San Diego resident Melvin Shapiro sued the agency and the CCDC for declaratory, injunctive and mandamus relief under the Brown Act, alleging that the corporation’s board was routinely violating the act by meeting in secret with the outside law firm that represents the agency in eminent domain suits.

Legal Advice

The defendants acknowledged that the meetings took place, but claimed that they were exempt from the Brown Act under Sec. 54956.9. The section allows “a legislative body of a local agency” to hold “a closed session to confer with, or receive advice from, its legal counsel regarding pending litigation when discussion in open session concerning those matters would prejudice the position of the local agency in the litigation.”

A 1987 amendment to the section states that “all expressions of the lawyer-client privilege other than those provided in this section are hereby abrogated” and that “[t]his section is the exclusive expression of the lawyer-client privilege for purposes of conducting closed-session meetings pursuant to this chapter.”

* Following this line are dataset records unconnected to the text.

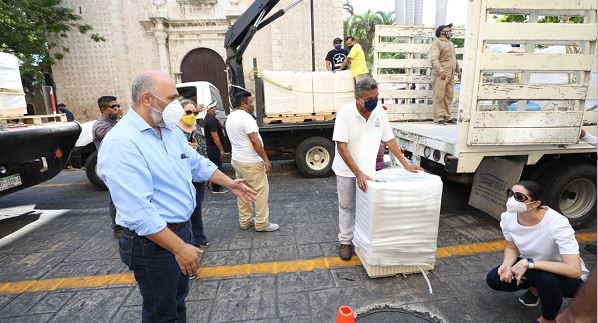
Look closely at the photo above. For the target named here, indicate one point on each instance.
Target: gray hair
(187, 101)
(366, 84)
(142, 83)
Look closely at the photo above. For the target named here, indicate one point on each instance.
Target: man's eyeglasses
(519, 197)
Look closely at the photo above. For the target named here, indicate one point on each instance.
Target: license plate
(10, 182)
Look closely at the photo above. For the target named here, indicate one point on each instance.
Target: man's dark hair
(241, 97)
(104, 100)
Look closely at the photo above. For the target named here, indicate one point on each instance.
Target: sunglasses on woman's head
(519, 197)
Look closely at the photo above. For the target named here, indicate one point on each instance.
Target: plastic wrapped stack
(396, 223)
(12, 97)
(278, 99)
(312, 92)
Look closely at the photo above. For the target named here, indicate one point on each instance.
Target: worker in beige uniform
(444, 64)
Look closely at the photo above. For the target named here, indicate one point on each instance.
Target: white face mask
(170, 116)
(516, 206)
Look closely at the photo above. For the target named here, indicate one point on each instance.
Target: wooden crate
(407, 104)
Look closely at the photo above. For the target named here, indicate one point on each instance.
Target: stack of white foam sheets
(279, 99)
(303, 96)
(396, 224)
(344, 89)
(323, 92)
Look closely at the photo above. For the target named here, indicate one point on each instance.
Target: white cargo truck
(536, 137)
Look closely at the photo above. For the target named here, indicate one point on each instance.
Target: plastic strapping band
(427, 280)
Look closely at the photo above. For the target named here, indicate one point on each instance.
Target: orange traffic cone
(345, 315)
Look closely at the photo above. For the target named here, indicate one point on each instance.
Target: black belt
(176, 226)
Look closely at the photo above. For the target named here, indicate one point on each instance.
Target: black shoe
(529, 299)
(345, 251)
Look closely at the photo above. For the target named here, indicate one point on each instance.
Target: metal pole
(313, 40)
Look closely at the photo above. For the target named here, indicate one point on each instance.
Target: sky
(456, 13)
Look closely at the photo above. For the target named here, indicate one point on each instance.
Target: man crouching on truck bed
(358, 129)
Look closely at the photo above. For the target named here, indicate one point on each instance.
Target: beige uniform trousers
(255, 175)
(443, 93)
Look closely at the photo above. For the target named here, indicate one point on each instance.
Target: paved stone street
(60, 230)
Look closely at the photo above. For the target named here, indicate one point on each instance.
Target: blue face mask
(370, 105)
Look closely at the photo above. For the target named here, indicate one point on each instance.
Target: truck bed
(441, 137)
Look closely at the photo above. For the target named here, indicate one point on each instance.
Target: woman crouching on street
(541, 255)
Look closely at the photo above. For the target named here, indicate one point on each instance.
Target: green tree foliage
(363, 27)
(26, 26)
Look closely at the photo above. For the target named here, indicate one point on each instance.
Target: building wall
(133, 30)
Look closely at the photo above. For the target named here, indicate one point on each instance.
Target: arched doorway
(204, 64)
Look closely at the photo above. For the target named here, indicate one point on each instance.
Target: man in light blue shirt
(149, 170)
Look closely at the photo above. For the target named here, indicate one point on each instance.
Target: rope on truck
(255, 73)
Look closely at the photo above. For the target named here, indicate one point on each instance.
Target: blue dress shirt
(150, 179)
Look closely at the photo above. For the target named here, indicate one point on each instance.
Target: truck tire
(571, 191)
(90, 170)
(314, 157)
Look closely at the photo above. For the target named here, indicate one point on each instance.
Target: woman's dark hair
(535, 190)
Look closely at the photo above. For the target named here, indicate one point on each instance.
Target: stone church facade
(184, 38)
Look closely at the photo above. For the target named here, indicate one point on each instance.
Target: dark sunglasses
(519, 197)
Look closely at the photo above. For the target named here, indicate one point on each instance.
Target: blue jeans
(196, 220)
(216, 158)
(162, 285)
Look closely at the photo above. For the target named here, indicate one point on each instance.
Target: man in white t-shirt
(250, 162)
(358, 129)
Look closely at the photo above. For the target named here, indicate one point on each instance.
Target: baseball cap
(441, 27)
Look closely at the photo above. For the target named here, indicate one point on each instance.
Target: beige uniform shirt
(443, 57)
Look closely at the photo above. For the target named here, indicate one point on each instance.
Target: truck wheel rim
(577, 198)
(317, 158)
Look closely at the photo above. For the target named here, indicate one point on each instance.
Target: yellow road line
(245, 269)
(60, 184)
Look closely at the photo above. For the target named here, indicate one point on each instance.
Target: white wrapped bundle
(344, 89)
(303, 95)
(12, 98)
(397, 219)
(278, 100)
(323, 92)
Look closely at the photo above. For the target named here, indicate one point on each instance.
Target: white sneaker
(269, 228)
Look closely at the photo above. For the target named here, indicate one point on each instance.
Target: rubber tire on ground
(90, 170)
(301, 153)
(555, 179)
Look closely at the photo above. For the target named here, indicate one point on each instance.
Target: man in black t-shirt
(335, 57)
(214, 138)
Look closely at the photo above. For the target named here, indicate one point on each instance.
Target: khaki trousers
(255, 175)
(443, 93)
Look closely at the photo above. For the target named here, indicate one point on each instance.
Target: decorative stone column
(161, 38)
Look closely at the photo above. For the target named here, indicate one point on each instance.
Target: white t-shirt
(239, 125)
(545, 241)
(362, 136)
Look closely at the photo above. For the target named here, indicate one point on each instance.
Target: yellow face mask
(188, 119)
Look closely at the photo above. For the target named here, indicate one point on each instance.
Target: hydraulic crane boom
(239, 36)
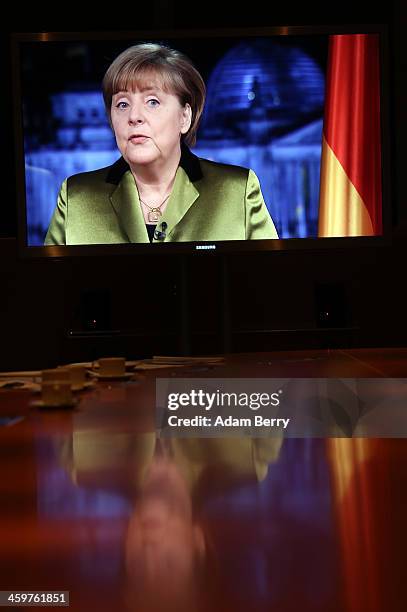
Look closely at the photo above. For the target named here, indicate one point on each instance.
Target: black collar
(189, 162)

Superior Court Judge E.L. Strauss ruled for the defendants, reasoning:

“Plaintiff’s interpretation of this exception as narrowly limited to parties actually named in a lawsuit is not persuasive. Here, CCDC plays an important role in the City’s redevelopment projects and the Agency may delegate the evaluation of the eminent domain issues to CCDC for purposes of ensuring that the overall aspects of the redevelopment plan are consistently applied.”

But Irion said the expansion of the exemption beyond actual parties is inconsistent with the principle that exemptions from the Brown Act must be strictly interpreted.

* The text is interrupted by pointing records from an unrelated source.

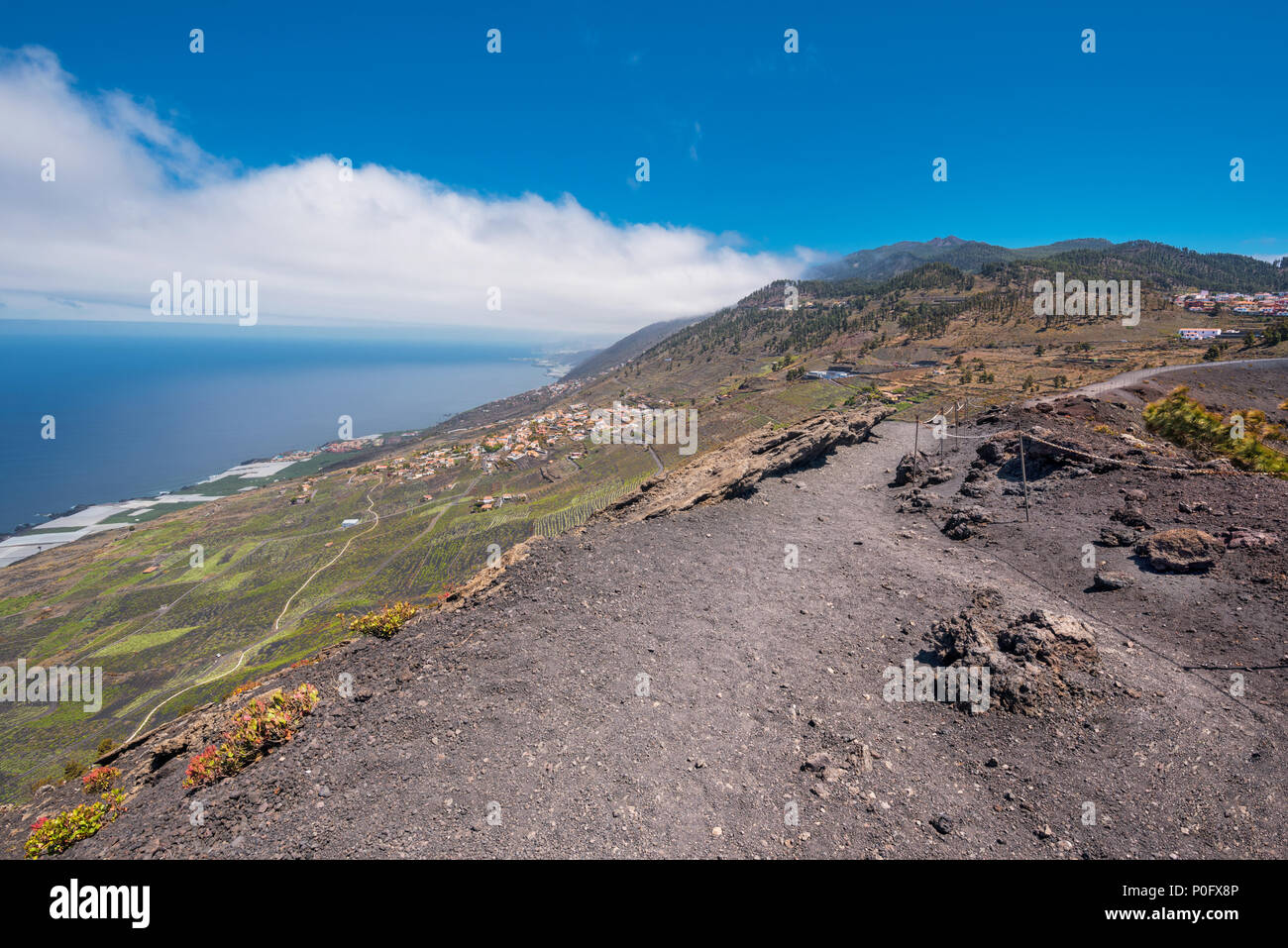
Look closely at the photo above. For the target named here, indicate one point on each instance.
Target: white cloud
(136, 200)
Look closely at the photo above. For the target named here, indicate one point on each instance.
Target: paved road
(655, 689)
(1138, 375)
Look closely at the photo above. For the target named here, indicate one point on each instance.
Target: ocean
(147, 407)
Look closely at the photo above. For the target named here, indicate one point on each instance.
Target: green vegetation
(1185, 421)
(52, 835)
(256, 729)
(384, 622)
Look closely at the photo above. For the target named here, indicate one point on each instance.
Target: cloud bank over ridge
(133, 201)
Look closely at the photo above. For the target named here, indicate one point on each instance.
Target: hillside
(627, 348)
(893, 260)
(552, 714)
(281, 579)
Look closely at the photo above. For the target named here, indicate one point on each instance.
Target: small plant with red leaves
(256, 729)
(384, 622)
(99, 780)
(52, 835)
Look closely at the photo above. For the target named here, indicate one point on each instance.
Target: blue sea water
(149, 407)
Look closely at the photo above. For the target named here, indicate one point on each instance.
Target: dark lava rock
(1115, 536)
(1129, 515)
(1181, 550)
(961, 523)
(1107, 579)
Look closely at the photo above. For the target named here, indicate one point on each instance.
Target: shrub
(256, 729)
(384, 622)
(99, 780)
(52, 835)
(1186, 423)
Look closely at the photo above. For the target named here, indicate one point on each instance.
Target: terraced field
(172, 629)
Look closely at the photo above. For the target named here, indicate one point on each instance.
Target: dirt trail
(655, 687)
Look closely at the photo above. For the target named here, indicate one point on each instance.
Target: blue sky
(829, 149)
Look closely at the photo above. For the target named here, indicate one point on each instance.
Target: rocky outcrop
(735, 468)
(1181, 550)
(1028, 656)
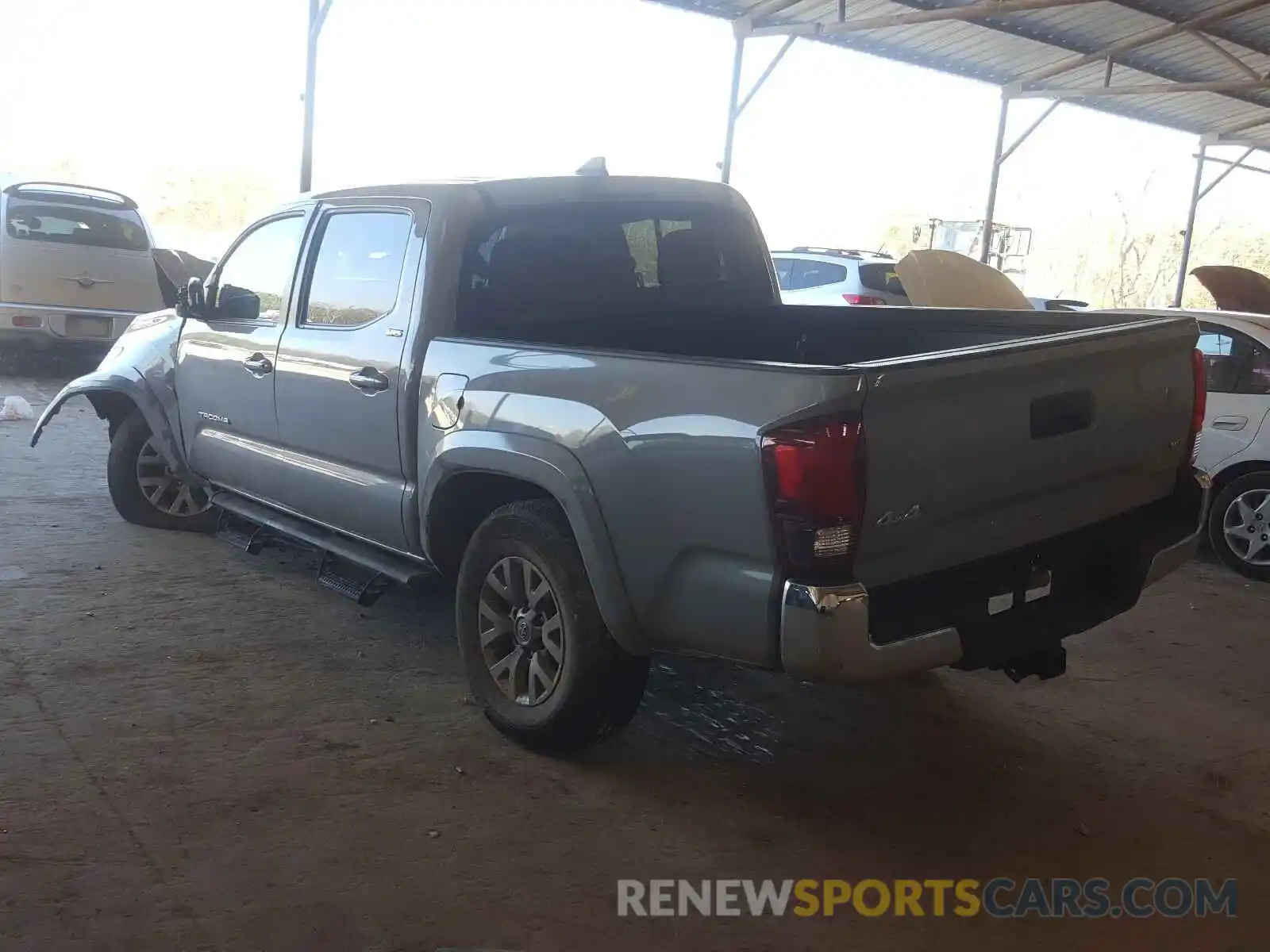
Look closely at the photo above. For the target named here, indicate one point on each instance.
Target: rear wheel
(144, 488)
(1238, 526)
(537, 651)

“We have independently reviewed the legislative history of section 54956.9 and have found no indication that the Legislature intended to permit the practice engaged in by CCDC,” she wrote.

Irion distinguished a 1984 attorney general’s opinion that gave a green light to secret meetings between county counsel and an airport commission to discuss airport-related litigation to which the county, but not the commission, was a party.

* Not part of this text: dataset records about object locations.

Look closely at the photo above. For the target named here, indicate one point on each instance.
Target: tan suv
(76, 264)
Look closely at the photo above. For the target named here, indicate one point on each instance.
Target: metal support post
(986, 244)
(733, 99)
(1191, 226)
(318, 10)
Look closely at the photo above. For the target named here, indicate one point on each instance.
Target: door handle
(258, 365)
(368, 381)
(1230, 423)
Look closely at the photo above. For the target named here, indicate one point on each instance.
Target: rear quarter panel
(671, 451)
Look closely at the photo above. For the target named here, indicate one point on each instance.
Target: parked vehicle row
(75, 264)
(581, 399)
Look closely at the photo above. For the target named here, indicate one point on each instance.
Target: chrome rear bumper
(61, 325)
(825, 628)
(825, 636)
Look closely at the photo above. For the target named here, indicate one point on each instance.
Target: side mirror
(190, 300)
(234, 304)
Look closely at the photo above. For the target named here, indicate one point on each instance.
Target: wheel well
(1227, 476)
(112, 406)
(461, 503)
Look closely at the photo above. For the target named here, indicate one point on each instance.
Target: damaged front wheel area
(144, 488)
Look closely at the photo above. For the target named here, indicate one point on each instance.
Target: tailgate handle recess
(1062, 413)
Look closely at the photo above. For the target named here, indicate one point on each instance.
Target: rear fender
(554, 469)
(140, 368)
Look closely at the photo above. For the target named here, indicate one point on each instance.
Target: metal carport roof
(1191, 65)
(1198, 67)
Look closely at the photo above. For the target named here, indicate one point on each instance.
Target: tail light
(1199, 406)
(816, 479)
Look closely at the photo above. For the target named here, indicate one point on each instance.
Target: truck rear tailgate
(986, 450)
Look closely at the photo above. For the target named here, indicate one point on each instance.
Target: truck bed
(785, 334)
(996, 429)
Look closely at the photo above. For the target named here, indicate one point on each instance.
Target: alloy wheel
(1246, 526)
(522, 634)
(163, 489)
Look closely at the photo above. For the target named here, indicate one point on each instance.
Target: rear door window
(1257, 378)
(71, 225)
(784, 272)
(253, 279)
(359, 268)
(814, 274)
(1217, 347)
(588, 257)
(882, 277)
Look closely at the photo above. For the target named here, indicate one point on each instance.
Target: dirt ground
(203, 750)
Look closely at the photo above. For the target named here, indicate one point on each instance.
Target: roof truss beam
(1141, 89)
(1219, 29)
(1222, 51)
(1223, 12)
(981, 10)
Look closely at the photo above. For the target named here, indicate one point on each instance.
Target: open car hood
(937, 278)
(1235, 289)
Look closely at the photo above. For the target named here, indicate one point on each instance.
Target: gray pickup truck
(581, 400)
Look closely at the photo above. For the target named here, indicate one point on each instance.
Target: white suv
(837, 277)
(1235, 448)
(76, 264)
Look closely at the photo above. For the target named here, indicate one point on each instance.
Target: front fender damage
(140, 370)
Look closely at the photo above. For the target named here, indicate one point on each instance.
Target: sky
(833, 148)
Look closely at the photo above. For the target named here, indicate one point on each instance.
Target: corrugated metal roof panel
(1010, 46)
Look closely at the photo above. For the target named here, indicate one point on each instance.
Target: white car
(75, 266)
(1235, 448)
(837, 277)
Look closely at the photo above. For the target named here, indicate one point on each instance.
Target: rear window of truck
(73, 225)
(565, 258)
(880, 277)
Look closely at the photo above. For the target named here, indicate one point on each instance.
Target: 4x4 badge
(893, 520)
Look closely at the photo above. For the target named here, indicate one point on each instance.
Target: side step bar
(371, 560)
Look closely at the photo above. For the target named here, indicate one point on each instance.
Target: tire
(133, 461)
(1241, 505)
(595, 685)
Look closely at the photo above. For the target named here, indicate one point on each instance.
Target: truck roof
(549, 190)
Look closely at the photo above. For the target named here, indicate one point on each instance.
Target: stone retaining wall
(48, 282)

The opinion, Irion explained, was based on the premise that since county counsel had an attorney-client relationship with all county entities, it could meet with all such entities in private.

That reasoning is no longer persuasive, Irion said, since the 1987 amendment makes clear that “general attorney-client principles have no bearing on whether a legislative body may meet in closed session with legal counsel pursuant to section 54956.9.”

The defendants, Irion went on to say, made reasonable arguments that allowing the CCDC board to meet with agency counsel in closed session would promote governmental efficiency. But it “is not our role, but rather that of the Legislature, to strike an appropriate balance between the competing interests of openness and efficiency in the context of the Brown Act,” she said.

The case is Shapiro v. Board of Directors of the Centre City Development Corporation, 05 S.O.S. 5169.